AI Safety & Policy Analyst | Contract | Fully Remote | Turing
Join Turing — the world's leading research accelerator for frontier AI labs — and play a critical role in shaping the safety and alignment of next-generation large language models. This is a hands-on, adversarial evaluation role where your analytical thinking and policy expertise directly influence how AI systems behave responsibly.
Note: This role may involve reviewing sensitive, disturbing, or potentially distressing content as part of AI safety evaluations. Selected candidates may be required to sign an acknowledgment form confirming understanding and consent.
About Turing
Based in San Francisco, Turing partners with frontier AI labs and global enterprises to accelerate research and deploy advanced AI systems. Turing specializes in high-quality training data, advanced pipelines, and top-tier AI researchers across coding, reasoning, STEM, multilinguality, multimodality, and agents.
Role Overview
As an AI Safety & Policy Analyst, you will challenge model safeguards, uncover vulnerabilities, and build the evaluation rubrics used to train and test cutting-edge LLMs.

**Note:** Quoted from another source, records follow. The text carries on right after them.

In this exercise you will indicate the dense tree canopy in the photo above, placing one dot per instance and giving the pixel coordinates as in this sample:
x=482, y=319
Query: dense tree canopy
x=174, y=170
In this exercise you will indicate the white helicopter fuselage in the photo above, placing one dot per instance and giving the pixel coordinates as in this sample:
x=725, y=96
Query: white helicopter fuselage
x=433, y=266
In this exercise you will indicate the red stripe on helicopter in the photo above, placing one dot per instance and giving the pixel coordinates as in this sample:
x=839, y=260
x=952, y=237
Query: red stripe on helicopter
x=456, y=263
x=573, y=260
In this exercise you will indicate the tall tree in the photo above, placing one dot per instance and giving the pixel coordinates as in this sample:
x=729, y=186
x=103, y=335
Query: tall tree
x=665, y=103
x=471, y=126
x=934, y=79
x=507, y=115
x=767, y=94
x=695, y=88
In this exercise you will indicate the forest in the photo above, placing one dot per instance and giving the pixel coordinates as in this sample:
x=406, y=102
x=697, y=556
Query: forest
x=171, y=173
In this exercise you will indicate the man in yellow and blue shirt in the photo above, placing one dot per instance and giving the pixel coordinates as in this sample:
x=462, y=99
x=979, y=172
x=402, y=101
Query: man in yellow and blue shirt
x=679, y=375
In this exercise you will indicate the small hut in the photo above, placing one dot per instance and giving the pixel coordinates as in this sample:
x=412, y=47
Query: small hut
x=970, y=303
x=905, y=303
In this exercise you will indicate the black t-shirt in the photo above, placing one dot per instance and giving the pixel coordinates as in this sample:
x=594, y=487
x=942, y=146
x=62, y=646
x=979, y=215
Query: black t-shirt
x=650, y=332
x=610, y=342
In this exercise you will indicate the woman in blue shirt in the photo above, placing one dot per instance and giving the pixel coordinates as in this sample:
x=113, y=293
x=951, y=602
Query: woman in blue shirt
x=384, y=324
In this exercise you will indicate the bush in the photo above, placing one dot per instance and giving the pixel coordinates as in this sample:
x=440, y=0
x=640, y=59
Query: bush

This role demands creativity, analytical rigor, and a deep understanding of trust & safety policy.
Day-to-Day Responsibilities
- Design and execute creative, multi-turn conversational prompts to test model compliance with complex safety policies (e.g., discriminatory content, harmful advice, copyright violations).
- Identify, analyze, and document model failures — including successful jailbreaks and subtle policy violations.
- Develop detailed, objective evaluation rubrics with priority scores (Crucial, Important, Less Important) to define desired model behavior.
- Rigorously evaluate and stack-rank multiple model responses using your rubrics to discriminate between good, bad, and nuanced failures.
- Write clear, defensible rationales for your rankings that provide strong training signals for AI engineers.
- Collaborate with researchers and policy-makers to understand emerging risks and refine the safety taxonomy.
Requirements
- BS/BA degree or equivalent experience in Policy, Law, Ethics, Linguistics, Journalism, Computer Science, or a related analytical field.
- Experience in content moderation, policy analysis, AI safety evaluation, or a related role is strongly preferred.
- High English proficiency — both written and verbal.
- Proven analytical ability to evaluate nuanced, complex, and ambiguous information against defined policy criteria.
- Experience in red teaming, prompt engineering, or adversarial challenge design to test AI safety filters.
- Strong understanding of Trust & Safety principles for LLMs, with expertise in at least one domain: cyberharm, violence/terrorism, bias & stereotypes, mental health & self-harm, child safety, sexually explicit content, misinformation, fraud, sycophancy, regulated goods, privacy & identity, copyright, or legal/medical/financial information.
- Meticulous attention to detail in designing precise, self-contained evaluation rubrics.
- Excellent written communication skills for articulating complex model ranking rationale.
- Familiarity with RLHF (Reinforcement Learning from Human Feedback) workflows is a significant plus.
- Self-motivated and able to work independently in a remote environment.
- Reliable desktop/laptop with a strong internet connection.
Engagement Details
- Type: Contractor / Freelancer (no medical or paid leave benefits)
- Duration: 1-month contract (with potential for extension based on performance)
- Hours: Minimum 4 hours/day, 40 hours/week with 2–4 hours of daily overlap with PST (UTC-8, America/Los Angeles)
Benefits
- Flexible working hours and fully remote environment.
- Opportunity to contribute to cutting-edge AI safety projects with leading LLM companies.
- Potential for contract extension based on performance and project needs.
Application Process
Shortlisted candidates will receive automated analytical challenges. Pass them, and you're ready to get started!